11. Pass threshold: If the output type is Score, set the minimum score required for an output to pass the evaluation. Choose either the ‘Greater than’ or ‘Less than’ option and then enter a threshold value (For example, from 1 to 5). These options help distinguish between positive and negative evaluators, allowing you to adjust the evaluation based on the desired outcome.
  - For Positive Evaluators (or evaluators where a higher score is better, such as Completeness), the output is considered "good" if the score exceeds the threshold. For example, if the Completeness evaluator returns a score greater than 2.5, the result will be marked green, indicating that it meets the expected quality level.
  - For Negative Evaluators (such as Toxicity, where a lower score is better), a score above the threshold indicates a problem. For example, if the Toxicity evaluator returns a score greater than 2.5, it will be marked red, signaling that the output contains undesirable levels of toxic content.
Click Save to save the evaluator configuration.

Mapping Variables: Link Evaluator Prompts to Your Dataset¶

When setting up an AI evaluator, variable mapping is a crucial step. This is where the user connects the variables in the evaluator's prompt to the corresponding columns in the dataset.

Variables in the Prompt: The evaluator’s prompt contains variables, indicated in double curly braces. For example, {{input}}, {{output}}, {{query}}. These variables are placeholders for your dataset columns and will appear on the left side of the Variable column. For example, in a Query Relevance evaluator, the prompt might include variables like {{query}} for the user query, {{input}} for the input text, and {{output}} for the model's response.
Left Side - Prompt Variables: The left side of the mapping section shows the variables from the evaluator's prompt. This section is auto-populated by the system.
Right Side - Dataset Columns: The right side displays the columns from your imported dataset. You must select the correct columns from the dataset to match each variable in the prompt. For example:
- Map {{input}} to the corresponding input column in your dataset.
- Map {{output}} to the output column.
Safety Evaluators: For safety evaluators like Bias Detection or Toxicity, you may need to configure additional key-value pairs. These evaluators often provide binary (pass/fail) results, so map the relevant columns accordingly.

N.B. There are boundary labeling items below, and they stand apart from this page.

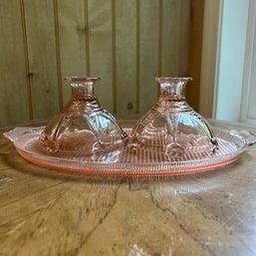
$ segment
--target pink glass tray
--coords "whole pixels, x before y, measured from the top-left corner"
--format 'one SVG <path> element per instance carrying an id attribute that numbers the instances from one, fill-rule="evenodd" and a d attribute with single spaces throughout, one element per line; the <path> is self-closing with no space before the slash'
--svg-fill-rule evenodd
<path id="1" fill-rule="evenodd" d="M 11 139 L 17 151 L 37 165 L 66 172 L 94 175 L 152 176 L 174 175 L 213 170 L 236 161 L 248 143 L 239 134 L 213 128 L 219 141 L 217 152 L 187 150 L 182 154 L 165 155 L 161 151 L 127 146 L 95 155 L 61 151 L 50 153 L 39 142 L 41 128 L 16 128 L 4 135 Z M 130 129 L 126 129 L 129 132 Z"/>

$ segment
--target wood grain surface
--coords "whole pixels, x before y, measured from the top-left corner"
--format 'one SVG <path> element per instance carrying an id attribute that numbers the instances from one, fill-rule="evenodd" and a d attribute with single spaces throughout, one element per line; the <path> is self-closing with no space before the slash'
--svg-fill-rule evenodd
<path id="1" fill-rule="evenodd" d="M 51 119 L 71 97 L 67 76 L 101 77 L 103 107 L 126 119 L 144 114 L 158 97 L 154 77 L 199 76 L 189 56 L 200 59 L 203 1 L 191 16 L 192 2 L 1 0 L 0 127 Z"/>
<path id="2" fill-rule="evenodd" d="M 0 136 L 0 255 L 256 255 L 256 146 L 165 178 L 38 167 Z"/>

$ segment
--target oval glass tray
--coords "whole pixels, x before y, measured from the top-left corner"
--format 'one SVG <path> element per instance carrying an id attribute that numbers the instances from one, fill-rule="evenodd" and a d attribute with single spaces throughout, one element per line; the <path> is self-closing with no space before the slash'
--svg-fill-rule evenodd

By correctly mapping the variables, you ensure the evaluator receives the right data and produces accurate results.

Key Highlights¶

Evaluators are used to assess model performance by comparing its outputs against predefined criteria.
System evaluators are pre-built and cannot be modified, offering ready-to-use options for evaluating common aspects of model performance, such as quality and safety metrics. Custom evaluators offer flexibility for users to create custom evaluators tailored to their specific needs.
Variable mapping is crucial when adding evaluators, as users must link the variables in the evaluator's prompt to the appropriate dataset columns to ensure accurate evaluation results.